Logo na primeira sequência de A Qualquer Custo, do diretor David Mackenzie, já somos arremessados para uma cidade fantasma do Texas. Em um sofisticado plano panorâmico, o cenário da trama é apresentado ao espectador, embalado pela trilha sonora atordoante de Nick Cave e Warren Ellis, imediatamente interrompida no instante em que os irmãos Toby (Chris Pine) e Tanner Howard (Ben Foster) dão início a um assalto a uma agência bancária. Esses primeiros minutos já transmitem ao público a exata ideia do que esperar das próximas quase duas horas de projeção que passam voando: paisagens desoladas de cidadezinhas outrora prósperas, momentos profundos e reflexivos intercalados por sequências eletrizantes de assaltos a bancos, perseguições na estrada e alguma violência crua e sem floreios. E é justamente neste e em uma série de outros contrapontos que toda a narrativa se estrutura e se desenha na tela.
De um lado temos os irmãos Howard: Toby, um pai divorciado, um civil correto que se arrisca em um complexo cronograma de assaltos planejados ao lado de Tanner, um alucinado ex-presidiário. Há uma justificativa por trás dos roubos: eles necessitam de uma determinada quantia em dinheiro para salvar a fazenda da família em West Texas. Do outro lado do tabuleiro, estão os patrulheiros Marcus Hamilton (Jeff Bridges) e Alberto Parker (Gil Birmingham) que passam a trama procurando desvendar os responsáveis pela onda de assaltos às agências do banco Texas Midland.
Em uma mescla de road movie com western contemporâneo, acompanhamos a trajetória de dois anti-heróis errantes, legitimada por uma montagem dinâmica e um texto enxuto, ágil e até sensível ao explanar as motivações dos irmãos. O roteiro dá destaque às duas distintas parcerias – dos Howard e dos Texas Rangers – e compõe quatro atraentes figuras, interpretadas com extrema competência pelos atores que esbanjam carisma e presença de cena. Não é à toa que Jeff Bridges foi indicado ao Oscar por seu desempenho como coadjuvante neste filme. Sua caracterização surpreende.
É por meio de diálogos inteligentes, repletos de tiradas certeiras, que vamos conhecendo os propósitos e planos dos personagens, bem como identificando a natureza de suas relações. Os irmãos Howard têm momentos notáveis e melancólicos ao falarem sobre família e futuro. Mas Hamilton e Parker, ao discutirem a aposentadoria (que já bate à porta do primeiro e é aguardada solenemente pelo segundo), a decadência da região e as estratégias dos assaltantes, mostram uma cumplicidade profissional e pessoal singela e que humaniza seus personagens. Nem as piadas ásperas e preconceituosas de Hamilton tiram Parker do sério. Este último é um sujeito equilibrado e já acostumado ao jeito rústico e ignorante do colega. Nessas interações entre as duplas de personagens, as verves cômica e dramática florescem de maneira espontânea e pontual.

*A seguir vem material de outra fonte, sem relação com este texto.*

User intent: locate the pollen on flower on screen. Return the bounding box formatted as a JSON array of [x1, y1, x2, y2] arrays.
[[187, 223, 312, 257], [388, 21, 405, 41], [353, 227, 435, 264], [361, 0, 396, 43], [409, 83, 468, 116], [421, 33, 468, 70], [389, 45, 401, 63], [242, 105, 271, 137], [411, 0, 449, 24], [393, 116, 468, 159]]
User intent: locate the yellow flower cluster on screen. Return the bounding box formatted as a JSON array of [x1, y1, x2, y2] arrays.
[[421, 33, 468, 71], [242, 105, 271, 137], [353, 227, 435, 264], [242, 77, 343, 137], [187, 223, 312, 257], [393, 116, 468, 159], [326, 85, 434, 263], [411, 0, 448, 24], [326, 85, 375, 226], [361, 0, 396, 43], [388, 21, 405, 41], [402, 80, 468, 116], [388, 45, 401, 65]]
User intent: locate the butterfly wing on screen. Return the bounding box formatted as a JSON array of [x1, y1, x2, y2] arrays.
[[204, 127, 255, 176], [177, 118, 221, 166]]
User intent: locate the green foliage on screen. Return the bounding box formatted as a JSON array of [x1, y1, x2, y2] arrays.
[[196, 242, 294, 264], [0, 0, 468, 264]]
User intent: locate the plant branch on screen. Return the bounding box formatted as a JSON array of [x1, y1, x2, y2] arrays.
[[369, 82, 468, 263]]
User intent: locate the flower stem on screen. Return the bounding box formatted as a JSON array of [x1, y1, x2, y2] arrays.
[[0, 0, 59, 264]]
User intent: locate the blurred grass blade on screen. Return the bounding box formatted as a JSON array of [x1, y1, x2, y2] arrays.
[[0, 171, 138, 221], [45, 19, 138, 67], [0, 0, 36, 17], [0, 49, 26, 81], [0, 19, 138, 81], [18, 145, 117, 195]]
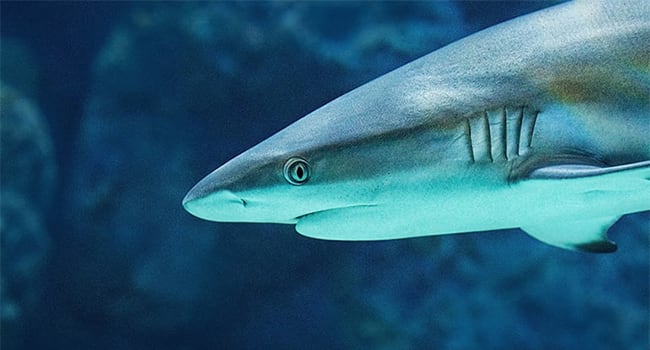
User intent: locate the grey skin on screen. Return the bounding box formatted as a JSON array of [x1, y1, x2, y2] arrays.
[[183, 1, 650, 252]]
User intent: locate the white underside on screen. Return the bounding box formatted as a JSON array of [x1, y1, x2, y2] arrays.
[[296, 163, 650, 242]]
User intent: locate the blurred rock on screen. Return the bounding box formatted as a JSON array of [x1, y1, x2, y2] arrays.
[[0, 83, 56, 211], [0, 83, 56, 347]]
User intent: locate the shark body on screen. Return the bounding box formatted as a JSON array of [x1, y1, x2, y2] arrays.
[[183, 1, 650, 252]]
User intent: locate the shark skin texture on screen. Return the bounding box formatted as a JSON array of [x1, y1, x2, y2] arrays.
[[183, 1, 650, 253]]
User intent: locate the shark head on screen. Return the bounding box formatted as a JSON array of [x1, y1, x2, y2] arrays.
[[183, 83, 464, 228], [183, 102, 394, 224]]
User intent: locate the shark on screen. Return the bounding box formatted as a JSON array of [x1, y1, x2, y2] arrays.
[[182, 0, 650, 253]]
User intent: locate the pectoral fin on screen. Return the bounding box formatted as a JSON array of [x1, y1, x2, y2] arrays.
[[528, 161, 650, 179], [522, 217, 618, 253]]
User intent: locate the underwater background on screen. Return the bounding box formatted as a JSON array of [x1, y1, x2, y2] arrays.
[[0, 1, 650, 350]]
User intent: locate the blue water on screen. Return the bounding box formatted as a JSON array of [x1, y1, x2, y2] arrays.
[[0, 2, 650, 349]]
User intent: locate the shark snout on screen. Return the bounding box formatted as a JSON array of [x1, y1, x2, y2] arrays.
[[183, 163, 247, 221]]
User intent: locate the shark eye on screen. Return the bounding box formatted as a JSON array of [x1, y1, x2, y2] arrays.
[[284, 157, 310, 185]]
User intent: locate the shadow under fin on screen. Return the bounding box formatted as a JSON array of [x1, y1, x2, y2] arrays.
[[521, 217, 619, 253]]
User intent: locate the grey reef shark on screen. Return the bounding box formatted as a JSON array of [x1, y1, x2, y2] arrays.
[[183, 0, 650, 253]]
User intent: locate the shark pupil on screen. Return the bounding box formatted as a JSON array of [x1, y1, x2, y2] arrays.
[[284, 157, 310, 185]]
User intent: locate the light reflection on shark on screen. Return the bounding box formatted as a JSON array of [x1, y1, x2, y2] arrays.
[[183, 1, 650, 252]]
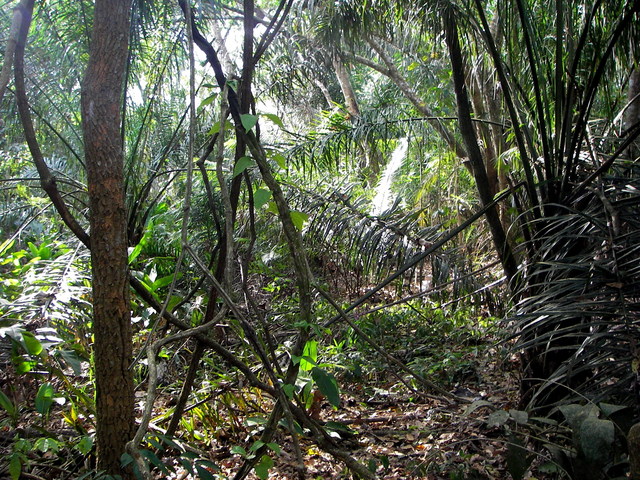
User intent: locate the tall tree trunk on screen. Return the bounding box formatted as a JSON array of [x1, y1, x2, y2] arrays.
[[624, 66, 640, 160], [82, 0, 135, 475], [331, 52, 382, 181], [444, 9, 518, 282]]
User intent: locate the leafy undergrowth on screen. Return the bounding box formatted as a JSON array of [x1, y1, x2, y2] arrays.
[[0, 334, 560, 480]]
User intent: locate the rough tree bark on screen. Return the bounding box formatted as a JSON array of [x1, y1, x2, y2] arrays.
[[82, 0, 135, 474], [443, 9, 518, 283]]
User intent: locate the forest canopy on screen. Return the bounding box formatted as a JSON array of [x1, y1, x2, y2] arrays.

A fotografia exuberante a cargo de Giles Nuttgens evoca uma aura setentista, resgatando a atmosfera dos grandes clássicos, soando até mesmo reverente a eles, mas dando um toque sofisticado de faroeste moderno ao longa. E permanece fiel a essa proposta em tempo integral, até mesmo nos planos contemplativos, explorando a beleza e aridez das paisagens, o pôr-do-sol, o horizonte distante, aludindo às sequências típicas do gênero consagrado nos Estados Unidos.
Se amparando na lógica estrutura dos gloriosos westerns – de perseguições e trocas de tiros entre bandidos e homens da lei, coadjuvados por canções de country e folk – o roteiro vai muito além, fugindo dos estereótipos e da narrativa maniqueísta e apresentando um retrato dilacerante, verossímil – ainda que pincelado de matizes sutis – do homem comum, correto e trabalhador que, cansado de lutar do lado dos mocinhos, seguindo as incessantes regras, rebela-se e busca vingança contra o sistema que suga até seus últimos recursos ao invés de lhe recompensar pelos anos de servidão. Com um timing acertado, A Qualquer Custo reflete não apenas o momento que a maior potência mundial atravessa, mas uma inconformidade justa e compreensível, inerente aos homens de qualquer época.